Ela, une école porteuse d’espoir pour les enfants autistes

Le centre Ela tient à rappeler que trois mille enfants souffrant de troublent du comportement naissent chaque année au Cameroun, sans moyens réels pour les aider

Le centre Ela, situé à Yaoundé la capitale du Cameroun, accueille actuellement 60 enfants dont l’âge varie entre trois et seize ans. Pourtant, la demande est plus élevée. «Chaque année, je rencontre près de 400 enfants autistes. Ils viennent de Douala (capitale économique), Bafoussam (ouest), Bamenda (Nord-ouest) et d’autres villes du Cameroun. Certains parents viennent même du Gabon avec leurs enfants», explique Lilly Wonkam, la directrice du centre Ela, rencontrée à Yaoundé.

L’autisme est une maladie qui se manifeste par un trouble du comportement. Elle touche plus de garçons que de filles et c’est généralement vers l’âge de deux ou trois ans que les parents commencent à constater que leur enfant est diffèrent des autres. «A cet âge, les enfants peuvent déjà dire de petites phrases, appeler leur parents, prendre un objet ou venir lorsqu’on les appelle. Très souvent, les parents constatent que le langage ne se développe pas bien chez leur enfant.

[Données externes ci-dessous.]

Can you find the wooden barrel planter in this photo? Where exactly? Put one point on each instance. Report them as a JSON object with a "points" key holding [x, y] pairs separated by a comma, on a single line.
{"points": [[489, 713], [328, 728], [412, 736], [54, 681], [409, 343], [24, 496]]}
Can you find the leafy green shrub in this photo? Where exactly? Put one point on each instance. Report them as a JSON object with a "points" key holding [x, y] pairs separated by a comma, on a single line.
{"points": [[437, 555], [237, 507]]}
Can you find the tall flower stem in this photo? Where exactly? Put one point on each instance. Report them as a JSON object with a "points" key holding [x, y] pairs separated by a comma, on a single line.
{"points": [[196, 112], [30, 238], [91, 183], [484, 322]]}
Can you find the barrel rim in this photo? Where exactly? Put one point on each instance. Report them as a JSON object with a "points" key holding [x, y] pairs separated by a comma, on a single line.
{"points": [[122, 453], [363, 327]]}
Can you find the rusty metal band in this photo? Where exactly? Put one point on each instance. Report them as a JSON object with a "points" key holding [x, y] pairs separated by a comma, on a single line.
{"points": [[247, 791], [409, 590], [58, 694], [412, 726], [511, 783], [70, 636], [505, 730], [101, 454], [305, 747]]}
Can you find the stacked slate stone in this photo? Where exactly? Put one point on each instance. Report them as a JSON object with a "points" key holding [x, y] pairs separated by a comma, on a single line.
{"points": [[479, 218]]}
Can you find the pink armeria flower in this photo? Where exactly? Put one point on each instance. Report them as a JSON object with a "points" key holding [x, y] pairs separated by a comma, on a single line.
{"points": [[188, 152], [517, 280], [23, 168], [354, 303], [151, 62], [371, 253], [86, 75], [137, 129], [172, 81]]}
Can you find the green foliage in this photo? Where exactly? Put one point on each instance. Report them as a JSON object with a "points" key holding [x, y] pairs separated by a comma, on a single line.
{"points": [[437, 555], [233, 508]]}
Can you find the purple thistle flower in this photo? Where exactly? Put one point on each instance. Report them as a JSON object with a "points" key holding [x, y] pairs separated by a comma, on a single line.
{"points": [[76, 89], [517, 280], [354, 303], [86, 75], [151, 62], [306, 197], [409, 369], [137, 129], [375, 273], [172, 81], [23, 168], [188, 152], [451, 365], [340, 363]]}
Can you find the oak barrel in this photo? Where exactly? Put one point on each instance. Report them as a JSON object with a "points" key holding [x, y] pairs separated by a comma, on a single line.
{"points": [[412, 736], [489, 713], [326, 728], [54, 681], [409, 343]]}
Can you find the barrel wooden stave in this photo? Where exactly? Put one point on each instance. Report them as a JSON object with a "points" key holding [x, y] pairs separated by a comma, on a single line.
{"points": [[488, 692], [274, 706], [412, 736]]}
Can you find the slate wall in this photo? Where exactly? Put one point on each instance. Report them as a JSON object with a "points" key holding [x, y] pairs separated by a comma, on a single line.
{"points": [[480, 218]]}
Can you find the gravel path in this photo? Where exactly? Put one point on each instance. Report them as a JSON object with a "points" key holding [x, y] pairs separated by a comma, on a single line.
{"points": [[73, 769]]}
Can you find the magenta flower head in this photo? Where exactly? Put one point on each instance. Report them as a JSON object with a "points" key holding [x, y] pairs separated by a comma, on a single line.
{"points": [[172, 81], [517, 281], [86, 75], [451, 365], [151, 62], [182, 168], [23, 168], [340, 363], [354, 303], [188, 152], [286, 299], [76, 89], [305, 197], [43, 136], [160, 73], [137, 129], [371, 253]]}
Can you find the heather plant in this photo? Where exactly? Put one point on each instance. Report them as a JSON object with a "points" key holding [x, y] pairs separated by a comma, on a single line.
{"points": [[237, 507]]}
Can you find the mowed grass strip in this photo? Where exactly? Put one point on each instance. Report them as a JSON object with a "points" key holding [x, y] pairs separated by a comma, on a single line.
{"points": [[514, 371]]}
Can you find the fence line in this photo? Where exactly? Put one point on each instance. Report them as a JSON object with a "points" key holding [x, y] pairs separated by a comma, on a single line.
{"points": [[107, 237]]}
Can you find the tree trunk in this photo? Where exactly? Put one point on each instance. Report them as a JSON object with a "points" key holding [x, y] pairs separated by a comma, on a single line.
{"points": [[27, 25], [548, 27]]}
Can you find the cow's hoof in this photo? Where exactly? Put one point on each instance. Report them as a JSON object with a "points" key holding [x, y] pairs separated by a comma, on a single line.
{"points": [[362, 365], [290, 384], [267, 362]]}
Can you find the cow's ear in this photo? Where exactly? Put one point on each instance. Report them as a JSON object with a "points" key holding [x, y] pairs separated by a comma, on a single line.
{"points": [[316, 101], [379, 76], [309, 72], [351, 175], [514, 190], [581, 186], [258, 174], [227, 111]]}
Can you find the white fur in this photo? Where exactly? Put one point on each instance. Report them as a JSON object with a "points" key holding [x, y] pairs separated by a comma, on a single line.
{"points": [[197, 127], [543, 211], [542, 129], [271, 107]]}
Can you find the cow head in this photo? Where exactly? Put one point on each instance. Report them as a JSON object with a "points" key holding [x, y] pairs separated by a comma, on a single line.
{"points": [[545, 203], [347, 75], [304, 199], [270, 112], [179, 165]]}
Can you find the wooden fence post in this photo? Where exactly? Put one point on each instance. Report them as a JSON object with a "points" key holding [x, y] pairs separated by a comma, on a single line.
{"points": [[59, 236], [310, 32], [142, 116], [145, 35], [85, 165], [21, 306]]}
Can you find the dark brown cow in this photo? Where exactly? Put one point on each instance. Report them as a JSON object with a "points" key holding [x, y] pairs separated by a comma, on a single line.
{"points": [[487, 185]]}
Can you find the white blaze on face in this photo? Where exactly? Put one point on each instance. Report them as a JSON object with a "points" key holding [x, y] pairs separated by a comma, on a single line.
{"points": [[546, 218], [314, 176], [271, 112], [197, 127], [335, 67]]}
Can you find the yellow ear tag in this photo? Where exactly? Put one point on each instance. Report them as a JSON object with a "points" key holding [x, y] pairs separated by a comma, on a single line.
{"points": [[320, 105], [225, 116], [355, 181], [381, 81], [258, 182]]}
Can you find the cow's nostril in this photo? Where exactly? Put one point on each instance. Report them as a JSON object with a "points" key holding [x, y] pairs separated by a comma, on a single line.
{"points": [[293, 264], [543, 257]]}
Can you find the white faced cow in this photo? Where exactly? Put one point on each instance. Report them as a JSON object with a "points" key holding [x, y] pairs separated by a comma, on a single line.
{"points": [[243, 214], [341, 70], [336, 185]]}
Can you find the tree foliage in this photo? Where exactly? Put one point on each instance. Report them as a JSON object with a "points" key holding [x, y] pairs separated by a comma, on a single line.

L’enfant ne s’exprime pas et n’exécute pas les consignes simples», explique l’orthophoniste Lilly Wonkam, précisant qu’il s’agit là juste des signes les plus fréquents mais non exhaustifs.

L’enfant peut également être violent vis-à-vis de son entourage et de lui-même. Il arrive alors qu’il s’automutile. Il a des gestes répétitifs. En l’absence de diagnostic clair, les parents camerounais ont souvent tendance à assimiler ce trouble de comportement à la sorcellerie. D’autres enfants sont enfermés chez eux. «Les parents ont honte et préfèrent cacher leur enfant. Parfois l’enfant grandi sans qu’on ne puisse établir un diagnostic ni l’accompagner», explique Gaëlle Ondoua, une éducatrice spécialisée.

«J’ai été chassée de mon foyer. Ma belle-famille a estimé que mon fils autiste est sorcier et que c’est moi qui lui ai transmis cette sorcellerie», témoigne par exemple Yvette N., mère d’un enfant autiste. «J’ai erré chez les médecins spécialistes et aucun n’a pu me dire avec exactitude de quoi souffrait l’enfant. J’ai été chez les marabouts. J’ai rencontré les prêtres exorcistes, nous avons fait des dizaines de séances de désenvoutement sans succès. Je suis allée au Nigeria et même au Benin pour rencontrer des prêtres vaudou», ajoute la mère. Depuis que son fils de 10 ans est pris en charge dans un centre spécialisée, la dame dit constater des changements: «Il est plus calme. Il dit quelques mots. Il sait par exemple dire bonjour, merci, je veux manger. Moi également j’ai appris à m’occuper de lui et surtout à comprendre ses réactions».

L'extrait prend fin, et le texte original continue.